Getting more complicated

I was reading about C in Wikipedia (under C programming language). The article first presented the ubiquitous "hello, world" program written in K&R C:


main()
{
printf("hello, world\n");
}


and then the same program in ANSI C:


#include <stdio.h>

int main(void)
{
printf("hello, world\n");

return 0;
}


Now I know that ANSI C is an improvement over K&R C. But in this case, the "improvement" has produced a program that needs two additional lines to accomplish the same thing.

Wouldn't it be better if technologists spent time making technologies simpler rather than more complicated? It's true that simpler technologies are always arriving. But unfortunately the tendency for any single technology is to get more complicated rather than less. I think that the only real reason why C hasn't gotten significantly more complicated since ANSI C is that all the extra features got tacked on to C++ instead, making it an insanely complicated language.

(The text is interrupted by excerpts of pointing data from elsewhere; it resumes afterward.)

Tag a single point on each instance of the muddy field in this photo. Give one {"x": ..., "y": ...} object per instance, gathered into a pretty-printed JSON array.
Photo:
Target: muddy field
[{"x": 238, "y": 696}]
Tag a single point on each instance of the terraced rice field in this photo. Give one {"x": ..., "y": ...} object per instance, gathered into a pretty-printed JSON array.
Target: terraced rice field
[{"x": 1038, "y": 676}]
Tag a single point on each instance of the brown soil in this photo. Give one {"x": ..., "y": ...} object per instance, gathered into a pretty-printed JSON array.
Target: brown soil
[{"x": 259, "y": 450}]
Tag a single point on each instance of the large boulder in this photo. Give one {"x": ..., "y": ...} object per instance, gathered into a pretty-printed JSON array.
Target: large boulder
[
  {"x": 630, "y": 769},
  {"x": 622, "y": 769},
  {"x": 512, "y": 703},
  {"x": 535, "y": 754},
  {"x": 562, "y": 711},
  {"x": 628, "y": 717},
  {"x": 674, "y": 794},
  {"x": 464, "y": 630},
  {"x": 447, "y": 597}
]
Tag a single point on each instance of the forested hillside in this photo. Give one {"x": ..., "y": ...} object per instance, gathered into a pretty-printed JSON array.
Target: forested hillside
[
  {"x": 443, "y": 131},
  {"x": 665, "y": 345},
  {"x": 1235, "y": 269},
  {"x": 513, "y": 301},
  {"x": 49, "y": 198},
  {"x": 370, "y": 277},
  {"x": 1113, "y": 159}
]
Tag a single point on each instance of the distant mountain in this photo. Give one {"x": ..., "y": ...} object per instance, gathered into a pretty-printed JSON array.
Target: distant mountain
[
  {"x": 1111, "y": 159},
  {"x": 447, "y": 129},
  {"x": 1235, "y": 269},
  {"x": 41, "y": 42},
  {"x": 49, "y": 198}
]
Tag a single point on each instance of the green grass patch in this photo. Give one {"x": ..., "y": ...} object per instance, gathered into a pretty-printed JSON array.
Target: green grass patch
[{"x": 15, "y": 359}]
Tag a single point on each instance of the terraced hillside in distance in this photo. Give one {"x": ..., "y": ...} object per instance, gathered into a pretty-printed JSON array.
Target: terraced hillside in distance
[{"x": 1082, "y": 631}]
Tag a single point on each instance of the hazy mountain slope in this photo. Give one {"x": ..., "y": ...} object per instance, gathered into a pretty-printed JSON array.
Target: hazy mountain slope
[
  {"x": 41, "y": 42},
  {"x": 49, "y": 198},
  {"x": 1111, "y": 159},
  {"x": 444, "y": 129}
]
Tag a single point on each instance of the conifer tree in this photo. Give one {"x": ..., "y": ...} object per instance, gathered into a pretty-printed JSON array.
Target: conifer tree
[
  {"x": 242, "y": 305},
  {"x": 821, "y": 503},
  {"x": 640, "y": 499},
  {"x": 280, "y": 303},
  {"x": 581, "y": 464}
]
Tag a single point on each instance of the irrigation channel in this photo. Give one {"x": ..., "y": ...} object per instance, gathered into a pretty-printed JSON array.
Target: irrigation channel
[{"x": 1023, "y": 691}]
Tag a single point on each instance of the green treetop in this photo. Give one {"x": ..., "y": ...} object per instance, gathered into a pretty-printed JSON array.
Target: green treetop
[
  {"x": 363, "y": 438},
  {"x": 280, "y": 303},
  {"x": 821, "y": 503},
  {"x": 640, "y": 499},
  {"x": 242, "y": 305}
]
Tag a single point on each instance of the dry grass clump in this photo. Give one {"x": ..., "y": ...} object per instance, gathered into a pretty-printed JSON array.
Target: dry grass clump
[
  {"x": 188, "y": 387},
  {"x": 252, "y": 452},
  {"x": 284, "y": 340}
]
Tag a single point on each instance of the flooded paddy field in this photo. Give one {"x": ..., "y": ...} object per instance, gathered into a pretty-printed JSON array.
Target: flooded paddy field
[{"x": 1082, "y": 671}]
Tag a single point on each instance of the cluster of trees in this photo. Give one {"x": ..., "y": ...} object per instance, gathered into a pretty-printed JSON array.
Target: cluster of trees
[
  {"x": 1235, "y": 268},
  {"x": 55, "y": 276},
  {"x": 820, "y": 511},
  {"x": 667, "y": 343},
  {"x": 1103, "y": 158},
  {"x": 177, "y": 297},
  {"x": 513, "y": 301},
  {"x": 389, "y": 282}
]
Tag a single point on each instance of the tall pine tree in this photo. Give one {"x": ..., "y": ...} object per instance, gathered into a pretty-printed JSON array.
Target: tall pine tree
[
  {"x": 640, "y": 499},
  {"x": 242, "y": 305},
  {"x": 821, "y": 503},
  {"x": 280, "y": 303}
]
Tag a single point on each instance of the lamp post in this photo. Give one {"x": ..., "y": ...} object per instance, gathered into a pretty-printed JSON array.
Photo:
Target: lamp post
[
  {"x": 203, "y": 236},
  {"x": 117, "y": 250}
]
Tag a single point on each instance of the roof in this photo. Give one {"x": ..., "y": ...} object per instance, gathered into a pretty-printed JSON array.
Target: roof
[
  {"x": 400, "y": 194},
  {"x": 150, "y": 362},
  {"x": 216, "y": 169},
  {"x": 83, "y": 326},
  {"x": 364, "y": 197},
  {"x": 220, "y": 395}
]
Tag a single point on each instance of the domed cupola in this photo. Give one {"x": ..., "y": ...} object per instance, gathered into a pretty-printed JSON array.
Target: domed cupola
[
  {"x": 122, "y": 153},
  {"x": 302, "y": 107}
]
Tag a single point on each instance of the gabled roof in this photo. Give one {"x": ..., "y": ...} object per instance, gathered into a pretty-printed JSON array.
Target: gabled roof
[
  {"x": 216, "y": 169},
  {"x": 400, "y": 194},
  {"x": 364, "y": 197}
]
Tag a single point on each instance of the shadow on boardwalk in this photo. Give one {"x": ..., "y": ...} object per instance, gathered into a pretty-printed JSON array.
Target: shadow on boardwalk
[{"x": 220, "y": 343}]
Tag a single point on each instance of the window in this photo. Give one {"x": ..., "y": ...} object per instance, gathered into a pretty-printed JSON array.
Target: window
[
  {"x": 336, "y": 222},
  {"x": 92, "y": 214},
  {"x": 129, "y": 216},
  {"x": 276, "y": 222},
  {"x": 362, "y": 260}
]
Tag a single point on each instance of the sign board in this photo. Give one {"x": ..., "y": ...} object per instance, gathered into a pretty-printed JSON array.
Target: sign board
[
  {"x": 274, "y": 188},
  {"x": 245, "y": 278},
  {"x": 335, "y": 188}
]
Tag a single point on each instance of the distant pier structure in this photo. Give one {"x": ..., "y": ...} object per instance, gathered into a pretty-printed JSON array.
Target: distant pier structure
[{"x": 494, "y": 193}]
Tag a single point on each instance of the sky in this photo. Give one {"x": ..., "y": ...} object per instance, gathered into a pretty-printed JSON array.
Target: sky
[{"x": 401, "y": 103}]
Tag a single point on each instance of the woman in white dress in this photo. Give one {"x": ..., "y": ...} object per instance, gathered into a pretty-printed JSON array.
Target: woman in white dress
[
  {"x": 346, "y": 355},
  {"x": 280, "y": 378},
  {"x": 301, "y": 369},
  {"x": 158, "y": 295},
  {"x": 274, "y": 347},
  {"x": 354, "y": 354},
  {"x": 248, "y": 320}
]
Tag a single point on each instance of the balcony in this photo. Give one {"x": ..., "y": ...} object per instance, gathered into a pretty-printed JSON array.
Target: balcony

Java is undergoing a similar...complificiation. Generics do cut down on source code volume slightly and increase type safety, but they are anything but straightforward. For proof, all you need to do is look at the interfaces for the collection classes, which have suddenly sprouted lots of >, <, and & characters. It's a lot easier to use generics-enabled classes than write them. Meanwhile the new enum type creates a whole new set of rules. And annotations blur the line between code and data. All of these features have uses, but they all also increase the total amount of knowledge required to effectively work on Java applications, and that doesn't bode well for the language over the long run.